Слух о том, что Брем перестал драться, мигом разнесся по собачьей площадке. Но странное дело, никого конец этой долгой вражды не обрадовал. «Тоскует собака», — говорили друг другу соседи Наташи и вздыхали, каждый о своем.
Шло время, и в доме стали появляться люди. Они были разные — веселые и не очень, шумные и тихони, и к каждому у Брема было свое отношение. Одних он полюбил и признал, других принимал сдержанно, а некоторых буквально выживал из дома. Так выжил он противного типа, который повадился таскаться к ним чуть ли не каждый вечер. Брем его ненавидел, потому что от типа едва уловимо пахло вином, а пьяных Брем не любил и боялся.

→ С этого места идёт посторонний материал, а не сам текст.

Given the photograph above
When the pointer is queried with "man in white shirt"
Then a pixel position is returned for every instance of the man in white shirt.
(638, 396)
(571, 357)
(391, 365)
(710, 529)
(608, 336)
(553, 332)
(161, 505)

Ни кусочки сахара, ни лесть, ни протянутая для ласки рука не могли смягчить Брема. Он тревожился, злился, резко и оглушительно лаял, подбирался к врагу под столом и трепал ему брюки, хмуро ворчал на Наташу, а когда она, рассердившись, закрывала Брема в соседней комнате, поднимал такой ор, что приходилось тут же его выпускать.
— Ну смотри у меня, — грозила Наташа, отворяя дверь спальни, за которой истошно вопил арестованный Упрямо пригнув голову, Брем молча устремлялся к столу и, презирая грядущее наказание, цапал ненавистного человека за брюки.
— Глупый какой он у вас, — сказал, потеряв терпение, тип и разразился раздраженной речью о том, что держать собак в доме — чушь и баловство, что маленьких собак он не любит, а беспородных — тем более.
В тот вечер они с Наташей впервые поссорились, а потом и вовсе расстались.
— Ты невежливый, невоспитанный, — укоряла Наташа Брема. — Ты совсем не умеешь себя вести.
Брем смирно лежал у ее ног, покорно внимая упрекам, хотя Наташа была не права, и это он доказал Однажды, когда Брем, как всегда перед приходом хозяйки, улегся поближе к двери, он услышал не только ее шаги — там, внизу, на лестнице. Зазвенел ключ в замке, отворилась дверь.
— Ну, Брем, знакомься, — сказала Наташа. — Это вот Саша.
Брем подошел и сдержанно понюхал большие ботинки.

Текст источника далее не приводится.